Now, I recognise that I’m exclusivist, at least, to the extent that I don’t want to view, talk about or have anything to do with celebrities or celebrity product. I’m also elitist, I suppose, because I prefer to get my cultural knowledge from poets, writers and musicians from further out on the continuum. But like most people, my interests lie somewhere in the middle ground. Currently, my cultural activity involves taking sightings on Michael Moorcock, academic debate on politics and spatiality, Douglas Oliver and Dr Who. Among other things.

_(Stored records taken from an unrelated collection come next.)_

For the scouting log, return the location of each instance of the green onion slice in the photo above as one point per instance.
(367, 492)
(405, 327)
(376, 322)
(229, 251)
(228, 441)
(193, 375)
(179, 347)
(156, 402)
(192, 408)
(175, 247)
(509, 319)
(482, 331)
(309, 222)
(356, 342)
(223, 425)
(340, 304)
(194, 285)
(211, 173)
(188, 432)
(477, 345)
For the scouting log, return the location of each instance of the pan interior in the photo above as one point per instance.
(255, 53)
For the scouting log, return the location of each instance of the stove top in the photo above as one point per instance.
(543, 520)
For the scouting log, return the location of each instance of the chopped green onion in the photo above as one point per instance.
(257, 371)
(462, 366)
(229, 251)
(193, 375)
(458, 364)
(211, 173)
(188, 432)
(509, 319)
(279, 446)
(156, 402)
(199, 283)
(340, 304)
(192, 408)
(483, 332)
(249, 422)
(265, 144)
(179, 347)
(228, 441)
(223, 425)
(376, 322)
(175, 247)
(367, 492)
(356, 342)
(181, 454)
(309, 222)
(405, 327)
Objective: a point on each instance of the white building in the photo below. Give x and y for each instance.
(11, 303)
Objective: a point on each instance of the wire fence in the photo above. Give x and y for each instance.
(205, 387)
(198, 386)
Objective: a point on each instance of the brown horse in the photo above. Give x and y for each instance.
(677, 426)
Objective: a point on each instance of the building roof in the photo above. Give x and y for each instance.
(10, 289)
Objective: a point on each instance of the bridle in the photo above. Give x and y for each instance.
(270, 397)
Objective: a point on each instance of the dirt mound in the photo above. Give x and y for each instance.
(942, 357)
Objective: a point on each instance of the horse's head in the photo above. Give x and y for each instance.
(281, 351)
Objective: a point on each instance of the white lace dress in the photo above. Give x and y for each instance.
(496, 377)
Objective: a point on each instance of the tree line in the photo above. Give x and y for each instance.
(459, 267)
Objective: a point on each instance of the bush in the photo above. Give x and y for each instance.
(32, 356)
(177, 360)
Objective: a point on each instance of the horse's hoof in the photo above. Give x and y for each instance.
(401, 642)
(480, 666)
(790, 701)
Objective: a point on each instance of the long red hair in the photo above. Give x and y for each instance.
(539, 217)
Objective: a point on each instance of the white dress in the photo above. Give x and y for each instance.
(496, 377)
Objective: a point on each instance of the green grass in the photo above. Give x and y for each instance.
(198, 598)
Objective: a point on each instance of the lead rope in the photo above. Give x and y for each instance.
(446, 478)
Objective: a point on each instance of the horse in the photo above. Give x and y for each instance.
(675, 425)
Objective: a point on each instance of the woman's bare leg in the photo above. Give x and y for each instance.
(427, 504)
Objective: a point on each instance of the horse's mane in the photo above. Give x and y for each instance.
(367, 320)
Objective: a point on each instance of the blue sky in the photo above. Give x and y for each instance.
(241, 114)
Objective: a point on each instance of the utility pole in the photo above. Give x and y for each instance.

This is all terribly disjointed, but I’m trying to agree and say that fostering elite and proletarian practices is a bad thing and it would be better if poetry were the product of informed discourse at all levels. Any writing involving opinions on people, space and time that seeks to affect its consumers should properly be regarded as functioning poetry. A polar corollary of Motion’s airy dismissal of the affecting of his practice would, I suppose, be an amateur garage-rock musician claiming that his songs were all mix-up from other people’s and were shit anyway.
On a totally different tack, in a debate on a piece of secondary legislation on human tissue transplants, Rosie Winterton has just said: "It is important to stress that faces would only be donated after death."
Interesting to think about curricula, canons and amateurism. My suspicion is that the emergence of curricula as horizontally integrated across institutions rather than vertically integrated within them is closely contemporary with the British turn away from continental modernism. I suppose by this I mean WW2. Ezra Pound is yr guy here. He's the ultimate amateur, crashing around the drawing rooms and libraries of Europe and America with a load of half-digested classicism, embryonic and misunderstood anthropology, nonsensical economics, and yet somehow generated more cultural heat than Lorenzo de Medici and The Beatles put together. It all ended badly, I know, but that kind of swallow-it-all Giordano Bruno style 'curriculum' is falling fast and far away - it's a function of variety and individuality. Have a look over at Sillimans post (link on the right) on Olson's reading list (L A Waddell mean anything to you?)